7.
\includegraphics[max width=\textwidth, alt={}, center]{65369843-222f-48b2-b8cd-a1c304eac3d9-6_707_718_347_660} The diagram above shows a cyclic quadrilateral \(A B C D\), where \(\widehat { B A D } = \alpha , \widehat { B C D } = \beta\) and \(\alpha + \beta = 180 ^ { \circ }\). These angles are measured.
The random variables \(X\) and \(Y\) denote the measured values, in degrees, of \(\widehat { B A D }\) and \(\widehat { B C D }\) respectively.
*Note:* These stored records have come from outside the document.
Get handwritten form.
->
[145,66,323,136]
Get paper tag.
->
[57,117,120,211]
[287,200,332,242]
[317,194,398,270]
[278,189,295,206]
You are given that \(X\) and \(Y\) are independently normally distributed with standard deviation \(\sigma\) and means \(\alpha\) and \(\beta\) respectively.

1. Calculate, correct to two decimal places, the probability that \(X + Y\) will differ from \(180 ^ { \circ }\) by less than \(\sigma\).
2. Show that \(T _ { 1 } = 45 ^ { \circ } + \frac { 1 } { 4 } ( 3 X - Y )\) is an unbiased estimator for \(\alpha\) and verify that it is a better estimator than \(X\) for \(\alpha\).
3. Now consider \(T _ { 2 } = \lambda X + ( 1 - \lambda ) \left( 180 ^ { \circ } - Y \right)\).
   1. Show that \(T _ { 2 }\) is an unbiased estimator for \(\alpha\) for all values of \(\lambda\).
   2. Find \(\operatorname { Var } \left( T _ { 2 } \right)\) in terms of \(\lambda\) and \(\sigma\).
   3. Hence determine the value of \(\lambda\) which gives the best unbiased estimator for \(\alpha\).